Reinhold Brinkmann (21 August 1934, Wildeshausen, Oldenburg, Lower Saxony – 10 October 2010, Eckernförde, Rendsburg-Eckernförde, Schleswig-Holstein) was a German musicologist.
Brinkmann was born in Wildeshausen and studied at Freiburg im Breisgau. His dissertation was about Arnold Schönberg's Klavierstücke op. 11. He started working on the faculty of Freie Universität Berlin in 1970. From 1972 to 1980 he taught at Philipps-Universität Marburg, and then until 1985 again in Berlin, at the Universität der Künste Berlin. After 1985 he taught at Harvard University, as the James Edward Ditson professor, and chair of the department of music. In 2001 he was honored with the Ernst von Siemens Music Prize. In 2006 he was elected Honorary Member of the American Musicological Society.
His research has included widely diverse publications in all areas of music theory and history from the 18th to the 20th centuries, with particular emphasis on interdisciplinary aspects.
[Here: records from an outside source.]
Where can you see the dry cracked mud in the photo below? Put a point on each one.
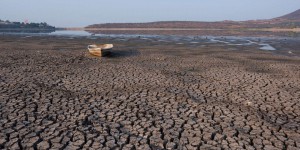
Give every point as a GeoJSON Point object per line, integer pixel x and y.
{"type": "Point", "coordinates": [53, 95]}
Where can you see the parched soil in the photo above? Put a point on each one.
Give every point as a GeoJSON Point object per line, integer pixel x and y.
{"type": "Point", "coordinates": [54, 95]}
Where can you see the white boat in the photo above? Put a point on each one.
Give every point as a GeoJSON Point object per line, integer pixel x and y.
{"type": "Point", "coordinates": [100, 49]}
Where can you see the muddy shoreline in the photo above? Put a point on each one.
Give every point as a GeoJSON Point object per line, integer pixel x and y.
{"type": "Point", "coordinates": [149, 94]}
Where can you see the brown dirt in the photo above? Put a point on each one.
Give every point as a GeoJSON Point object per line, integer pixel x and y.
{"type": "Point", "coordinates": [146, 96]}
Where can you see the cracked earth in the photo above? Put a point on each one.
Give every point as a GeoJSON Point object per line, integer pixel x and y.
{"type": "Point", "coordinates": [53, 95]}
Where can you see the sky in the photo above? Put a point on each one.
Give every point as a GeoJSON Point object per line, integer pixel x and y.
{"type": "Point", "coordinates": [80, 13]}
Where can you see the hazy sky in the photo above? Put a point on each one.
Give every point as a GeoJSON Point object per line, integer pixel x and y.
{"type": "Point", "coordinates": [79, 13]}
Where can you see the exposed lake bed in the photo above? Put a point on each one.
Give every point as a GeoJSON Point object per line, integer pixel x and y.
{"type": "Point", "coordinates": [154, 91]}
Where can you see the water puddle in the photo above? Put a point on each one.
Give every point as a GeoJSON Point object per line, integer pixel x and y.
{"type": "Point", "coordinates": [267, 47]}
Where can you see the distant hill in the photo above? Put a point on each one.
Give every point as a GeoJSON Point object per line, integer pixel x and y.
{"type": "Point", "coordinates": [292, 16]}
{"type": "Point", "coordinates": [21, 25]}
{"type": "Point", "coordinates": [291, 20]}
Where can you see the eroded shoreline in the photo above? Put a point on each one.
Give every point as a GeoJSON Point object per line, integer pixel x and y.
{"type": "Point", "coordinates": [147, 95]}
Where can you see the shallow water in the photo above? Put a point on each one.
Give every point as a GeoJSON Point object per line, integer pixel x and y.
{"type": "Point", "coordinates": [262, 43]}
{"type": "Point", "coordinates": [267, 47]}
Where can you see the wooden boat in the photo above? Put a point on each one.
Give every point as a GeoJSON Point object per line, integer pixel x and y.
{"type": "Point", "coordinates": [100, 49]}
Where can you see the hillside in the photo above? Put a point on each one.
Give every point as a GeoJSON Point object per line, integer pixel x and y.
{"type": "Point", "coordinates": [292, 16]}
{"type": "Point", "coordinates": [291, 20]}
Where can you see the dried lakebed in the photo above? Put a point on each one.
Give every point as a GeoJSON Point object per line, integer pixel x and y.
{"type": "Point", "coordinates": [53, 95]}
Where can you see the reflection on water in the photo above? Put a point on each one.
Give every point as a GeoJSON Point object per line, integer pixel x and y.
{"type": "Point", "coordinates": [267, 47]}
{"type": "Point", "coordinates": [262, 43]}
{"type": "Point", "coordinates": [70, 33]}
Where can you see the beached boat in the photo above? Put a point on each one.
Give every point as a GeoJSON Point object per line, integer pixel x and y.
{"type": "Point", "coordinates": [100, 49]}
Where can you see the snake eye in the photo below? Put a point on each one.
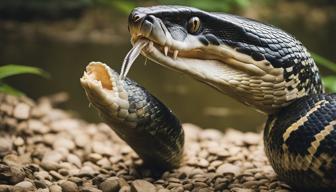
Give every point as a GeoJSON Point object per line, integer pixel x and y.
{"type": "Point", "coordinates": [194, 24]}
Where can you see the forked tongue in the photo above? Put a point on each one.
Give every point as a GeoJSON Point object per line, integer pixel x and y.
{"type": "Point", "coordinates": [131, 56]}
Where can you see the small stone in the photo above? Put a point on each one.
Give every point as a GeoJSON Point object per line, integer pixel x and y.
{"type": "Point", "coordinates": [37, 126]}
{"type": "Point", "coordinates": [56, 175]}
{"type": "Point", "coordinates": [24, 186]}
{"type": "Point", "coordinates": [105, 163]}
{"type": "Point", "coordinates": [55, 188]}
{"type": "Point", "coordinates": [110, 185]}
{"type": "Point", "coordinates": [142, 186]}
{"type": "Point", "coordinates": [42, 175]}
{"type": "Point", "coordinates": [74, 159]}
{"type": "Point", "coordinates": [6, 188]}
{"type": "Point", "coordinates": [251, 138]}
{"type": "Point", "coordinates": [18, 141]}
{"type": "Point", "coordinates": [228, 168]}
{"type": "Point", "coordinates": [68, 186]}
{"type": "Point", "coordinates": [6, 146]}
{"type": "Point", "coordinates": [64, 143]}
{"type": "Point", "coordinates": [40, 184]}
{"type": "Point", "coordinates": [82, 140]}
{"type": "Point", "coordinates": [94, 157]}
{"type": "Point", "coordinates": [50, 165]}
{"type": "Point", "coordinates": [21, 111]}
{"type": "Point", "coordinates": [53, 156]}
{"type": "Point", "coordinates": [86, 171]}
His writings examined subjects such as the Second Viennese School (especially Arnold Schoenberg), the Romantic Lied tradition, Richard Wagner, Alexander Scriabin, Edgard Varèse, Hanns Eisler, and Charles Ives.[1] His last, unfinished project, which drew Brinkmann back to Berlin, according to the Süddeutsche Zeitung, had the working title "Das verzerrte Sublime: eine Analyse des Umgangs mit der großen musikalischen Überlieferung im Dritten Reich."[2]